Cooley was a native Houstonian, who would witness the city's transformation from a provincial afterthought, known for its proximity to oil fields and refineries, to a metropolis famous not only as a world energy center but as a destination for cutting-edge medicine.
He was born on Aug. 12, 1920, to Ralph Clarkson Cooley and Mary Fraley Cooley, whose families were long established in Houston. A grandfather had helped found the Houston Heights neighborhood in 1890, and his father was a prominent dentist. The physician who delivered Cooley was Dr. Ernst William Bertner, who would later found the Texas Medical Center.

After graduating from San Jacinto High School, Cooley attended the University of Texas on a basketball scholarship. There, he was a three-year letterman and part of a team that won the Southwest Conference in 1939. Even late in life, he fondly recalled his playing days at Texas, and in 2003, the university opened the Denton A. Cooley Pavilion next to its basketball arena, a place for the men's and women's teams to practice.

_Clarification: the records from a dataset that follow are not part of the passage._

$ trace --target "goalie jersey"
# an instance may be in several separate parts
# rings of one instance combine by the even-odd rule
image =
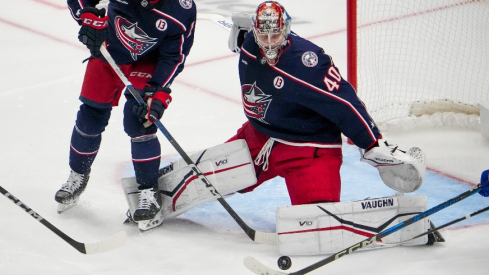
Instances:
[[[244,112],[255,129],[276,139],[341,144],[341,133],[368,148],[380,137],[355,89],[331,57],[291,33],[275,66],[267,64],[249,32],[240,52]]]

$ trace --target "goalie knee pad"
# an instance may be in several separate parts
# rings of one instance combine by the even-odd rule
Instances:
[[[427,204],[425,196],[399,196],[279,207],[279,252],[282,255],[336,253],[425,211]],[[429,220],[422,219],[362,249],[426,244],[426,235],[412,238],[429,229]]]
[[[253,161],[242,139],[198,152],[190,158],[210,183],[202,181],[183,159],[161,168],[158,187],[163,200],[163,218],[175,217],[197,205],[217,200],[220,196],[214,188],[226,196],[256,183]],[[136,179],[125,178],[122,186],[133,213],[137,207]]]

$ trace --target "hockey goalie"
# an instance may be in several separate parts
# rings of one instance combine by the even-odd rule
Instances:
[[[281,4],[265,1],[254,14],[232,19],[228,46],[239,53],[247,121],[225,144],[191,156],[210,182],[198,179],[194,167],[182,160],[162,169],[160,212],[139,222],[141,230],[216,200],[209,184],[227,196],[251,192],[275,177],[284,179],[291,202],[277,210],[283,254],[335,252],[426,209],[425,197],[402,196],[424,180],[423,152],[405,150],[382,136],[333,59],[291,31],[291,17]],[[396,196],[340,202],[342,134],[361,148],[361,161],[377,168]],[[134,179],[125,179],[123,186],[131,216],[138,186]],[[424,220],[375,245],[425,244],[426,236],[411,238],[429,228]]]

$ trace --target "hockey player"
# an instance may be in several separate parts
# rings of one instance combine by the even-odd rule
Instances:
[[[239,77],[248,121],[230,141],[245,139],[255,159],[256,185],[283,177],[293,205],[340,200],[341,134],[363,148],[362,161],[380,169],[390,187],[416,190],[424,170],[406,172],[395,182],[392,171],[412,157],[383,140],[354,88],[333,59],[290,29],[291,18],[274,1],[253,16],[233,16],[229,46],[240,52]],[[248,30],[251,31],[248,32]],[[396,155],[397,154],[397,155]],[[391,170],[391,172],[383,171]],[[395,169],[395,168],[394,168]],[[387,179],[390,177],[389,179]]]
[[[484,197],[489,197],[489,170],[482,172],[481,184],[482,184],[482,189],[481,191],[479,191],[479,194],[481,194]]]
[[[252,17],[233,14],[229,47],[240,52],[239,77],[248,121],[228,140],[226,149],[210,148],[192,159],[203,174],[213,177],[209,180],[222,195],[249,192],[269,179],[283,177],[292,207],[277,211],[281,251],[290,255],[328,253],[424,211],[427,205],[422,196],[338,204],[341,134],[362,148],[361,160],[378,168],[386,185],[401,193],[413,192],[421,186],[426,169],[424,155],[419,148],[404,151],[382,139],[377,125],[353,87],[341,77],[332,58],[293,33],[290,27],[290,16],[274,1],[260,4]],[[237,142],[244,142],[246,148]],[[247,157],[244,149],[248,151]],[[244,170],[250,164],[252,170]],[[256,177],[249,177],[250,173]],[[123,185],[129,206],[134,209],[131,194],[135,181],[125,179]],[[183,161],[163,169],[159,186],[164,206],[155,224],[216,199]],[[420,222],[410,231],[393,234],[386,243],[408,240],[425,230],[428,223]],[[324,224],[334,224],[337,229],[348,224],[368,232],[352,229],[355,236],[349,237],[348,232],[336,230],[340,235],[333,240],[329,235],[332,230],[327,229],[330,227],[319,230]],[[306,236],[313,241],[305,241],[302,234],[295,234],[302,230],[322,236],[321,240]],[[317,234],[319,231],[321,234]],[[418,239],[410,244],[426,241]]]
[[[156,137],[160,119],[171,102],[175,77],[183,70],[194,40],[196,6],[192,0],[110,1],[108,12],[98,0],[68,0],[73,18],[81,26],[78,39],[90,50],[73,128],[66,183],[56,193],[62,212],[77,203],[85,190],[102,132],[112,107],[117,106],[124,85],[102,58],[108,52],[149,106],[140,106],[127,91],[124,95],[124,130],[130,137],[132,162],[138,183],[139,204],[134,220],[149,220],[159,211],[156,191],[161,148]]]
[[[382,138],[331,56],[291,31],[291,17],[281,4],[265,1],[251,18],[233,14],[229,47],[240,52],[248,121],[229,141],[246,140],[254,159],[257,182],[241,192],[277,176],[285,179],[292,206],[277,210],[280,253],[332,253],[424,211],[424,196],[339,203],[342,134],[362,149],[361,161],[401,193],[421,186],[424,154]],[[426,238],[410,238],[428,227],[429,221],[420,222],[383,244],[424,244]]]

Rick Barnes, the Texas basketball coach at the time, once invited Cooley to speak with his players. What stood out to Barnes was Cooley's humor and the stunning trajectory of his life. 
"There have been basketball players that have come through UT that have done more for the sport," Barnes said. "But when you look at his contributions to society, it's really quite astonishing."